Lines 3 and 8 here are telling me I have an error.
I know the sql syntax is correct because I can enter it directly and it works.
$kidID = $_POST['remkid'];
$kname = mysqli_fetch_assoc($conn, SELECT name FROM kids WHERE id=`$kidID`);
$name = $kname['name'];
if(isset($_POST['remkid'])) {
mysqli_query($conn, DELETE FROM kids WHERE id=`$kidID`) or die ("Error: " . mysqli_error());
echo "$name was removed from the system.";
}
Here is an included file that houses $conn which I know also works correctly on the other 5 or 6 pages I have created.
<?php
$servername = "*";
$username = "*";
$password = "*";
$dbname = "*";
// Create connection
$conn = mysqli_connect($servername, $username, $password, $dbname);
// Check connection
if (!$conn) {
die("Connection failed: " . mysqli_connect_error());
}
?>
Any help is greatly appreciated.
To summarize the comments: You don't have a MySQL syntax error, you have a PHP syntax error. First, mysqli_query() expects the query to be a string value, which means that at some point it must be enclosed in quotes. That is to say,
mysqli_query($conn, DELETE FROM kids WHERE id=`$kidID`)
should be
mysqli_query($conn, "DELETE FROM kids WHERE id = $kidID")

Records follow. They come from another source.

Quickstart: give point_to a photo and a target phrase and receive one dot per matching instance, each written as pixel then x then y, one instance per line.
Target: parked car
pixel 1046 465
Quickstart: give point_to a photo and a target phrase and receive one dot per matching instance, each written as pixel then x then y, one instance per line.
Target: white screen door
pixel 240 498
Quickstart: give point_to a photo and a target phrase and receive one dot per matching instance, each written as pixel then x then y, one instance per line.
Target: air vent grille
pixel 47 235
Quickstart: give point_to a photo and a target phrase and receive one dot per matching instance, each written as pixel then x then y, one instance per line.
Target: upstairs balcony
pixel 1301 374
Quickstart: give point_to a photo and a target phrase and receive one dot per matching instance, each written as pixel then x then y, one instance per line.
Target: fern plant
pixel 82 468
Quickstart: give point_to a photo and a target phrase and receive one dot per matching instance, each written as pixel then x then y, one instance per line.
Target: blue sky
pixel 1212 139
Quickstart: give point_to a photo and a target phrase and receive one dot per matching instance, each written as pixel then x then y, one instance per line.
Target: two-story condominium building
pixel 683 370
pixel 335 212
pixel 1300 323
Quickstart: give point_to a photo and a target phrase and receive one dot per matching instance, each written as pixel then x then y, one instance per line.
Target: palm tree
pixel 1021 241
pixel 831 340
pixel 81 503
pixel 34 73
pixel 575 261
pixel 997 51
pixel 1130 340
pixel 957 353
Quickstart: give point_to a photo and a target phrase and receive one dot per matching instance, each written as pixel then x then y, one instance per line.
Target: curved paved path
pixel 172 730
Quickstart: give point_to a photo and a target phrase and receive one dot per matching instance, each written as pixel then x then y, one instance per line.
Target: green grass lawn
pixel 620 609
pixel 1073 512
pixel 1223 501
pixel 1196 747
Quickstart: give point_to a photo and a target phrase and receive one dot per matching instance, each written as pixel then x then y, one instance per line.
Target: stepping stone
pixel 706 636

Depending on the type of kids.id you might have to say "...WHERE id = '" . $kidID . "'"); - note that $kidID is enclosed in straight quotes (''), not backticks (``).
Second, mysqli_fetch_assoc() doesn't take a query string at all. You need to pass it a mysqli_result object, as returned by mysqli_query() (which requires a quoted string argument):
$result = mysqli_query($conn, "SELECT name FROM kids WHERE id=$kidID");
$kname = mysqli_fetch_assoc($result);
That said, the other problem is that you are using a dynamic SQL query. something for which there is no excuse when prepared statements are available. Prepared statements close up what in your case is a gaping SQL injection hole (see How can I prevent SQL-injection in PHP?), as well as automagically handling all the necessary quoting, typing and escaping of variables.
For your SELECT the prepared-statement syntax would be
$sql = "SELECT name FROM kids WHERE id = ?"; // define the query
$stmt = mysqli_prepare($conn, $sql); // compile the query
mysqli_stmt_bind_param($stmt, 's', $kidID); // fill in the variables
$result = mysqli_stmt_execute($stmt); // perform the query
$kname = mysqli_fetch_assoc($result); // retrieve the result
$name = $kname['name'];
I have omitted any treatment of error handling, as I prefer to leave that as an exercise for the reader.